Flag indexes that duplicate a prefix of another compound index. MongoDB can use a compound index to satisfy queries on any prefix of its fields, so a standalone index on {A: 1} is redundant when {A: 1, B: 1} exists.

Partial indexes should be used for queries that always include a specific filter condition (e.g., {status: "active"}). This reduces index size and write overhead.

TTL indexes must target a Date field. Flag any TTL index on a non-Date field since it will silently never expire documents.

Aggregation Pipelines

Place $match and $project stages as early as possible. A $match immediately after the collection scan uses indexes; a $match after $unwind or $group does not.

Flag $lookup stages that lack a supporting index on the foreign collection's localField/foreignField. An unindexed $lookup performs a collection scan per input document.

Avoid $unwind on large arrays followed by $group to re-aggregate. This pattern explodes the pipeline's memory usage. Prefer $reduce, $filter, or $map within a $project stage when the goal is array transformation rather than cross-document grouping.

$group with $push that accumulates unbounded results risks exceeding the 100MB per-stage memory limit. Add allowDiskUse only as a last resort; prefer $limit or $bucket to constrain output.

Write Patterns

Flag update operations using positional $ operator on nested arrays. MongoDB supports only one level of array positional matching. For nested array updates, use arrayFilters with explicit identifier syntax.

Bulk writes should use ordered: false when individual operation order does not matter. This allows MongoDB to parallelize and continue past individual failures.

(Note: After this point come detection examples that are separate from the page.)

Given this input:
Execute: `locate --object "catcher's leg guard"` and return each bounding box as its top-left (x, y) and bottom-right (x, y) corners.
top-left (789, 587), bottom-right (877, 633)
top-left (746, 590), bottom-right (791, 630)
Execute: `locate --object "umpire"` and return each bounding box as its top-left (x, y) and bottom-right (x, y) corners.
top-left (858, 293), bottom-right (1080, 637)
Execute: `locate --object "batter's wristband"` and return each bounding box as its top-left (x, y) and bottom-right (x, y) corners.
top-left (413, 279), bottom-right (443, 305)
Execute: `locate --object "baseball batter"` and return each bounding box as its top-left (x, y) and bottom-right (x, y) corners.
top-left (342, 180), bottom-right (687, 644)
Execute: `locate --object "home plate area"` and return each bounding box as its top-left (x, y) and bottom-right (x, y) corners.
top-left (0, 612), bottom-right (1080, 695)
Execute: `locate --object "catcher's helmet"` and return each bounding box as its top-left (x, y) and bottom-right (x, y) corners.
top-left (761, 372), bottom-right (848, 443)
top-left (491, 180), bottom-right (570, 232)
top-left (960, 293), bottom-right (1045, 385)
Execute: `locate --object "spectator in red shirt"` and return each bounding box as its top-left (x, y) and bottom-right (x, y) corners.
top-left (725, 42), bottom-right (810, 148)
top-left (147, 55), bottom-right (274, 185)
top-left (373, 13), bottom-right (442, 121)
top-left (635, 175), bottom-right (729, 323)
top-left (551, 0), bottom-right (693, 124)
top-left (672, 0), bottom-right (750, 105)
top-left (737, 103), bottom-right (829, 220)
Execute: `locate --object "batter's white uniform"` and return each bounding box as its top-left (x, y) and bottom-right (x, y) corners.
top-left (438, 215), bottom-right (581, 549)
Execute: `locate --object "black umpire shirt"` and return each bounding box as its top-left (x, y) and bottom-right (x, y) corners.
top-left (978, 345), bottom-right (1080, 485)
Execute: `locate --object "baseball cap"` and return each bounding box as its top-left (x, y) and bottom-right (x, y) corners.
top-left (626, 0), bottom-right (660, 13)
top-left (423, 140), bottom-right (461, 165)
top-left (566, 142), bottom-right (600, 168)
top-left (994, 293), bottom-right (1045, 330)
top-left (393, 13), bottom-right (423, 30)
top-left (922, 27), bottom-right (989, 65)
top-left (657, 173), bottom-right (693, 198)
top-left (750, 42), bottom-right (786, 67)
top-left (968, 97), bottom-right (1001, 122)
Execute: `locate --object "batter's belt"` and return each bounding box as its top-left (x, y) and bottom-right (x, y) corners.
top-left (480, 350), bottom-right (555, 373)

Replace findAndModify with findOneAndUpdate with returnDocument: "after" for atomic read-modify-write. Flag any pattern that reads a document, modifies in application code, then saves back, since this creates a race condition under concurrent writes.

Severity Levels

Critical -- unbounded arrays without size management, missing indexes on high-frequency query patterns, unindexed $lookup in aggregation, race-prone read-modify-write without atomic operations.

Warning -- redundant indexes duplicating compound prefixes, $unwind followed by $group on large arrays, deeply nested subdocuments beyond two levels, polymorphic collections without discriminator index.

Suggestion -- partial index opportunities on filtered queries, $project stage ordering improvements, bulk write ordered flag optimization, TTL index candidates for temporal data.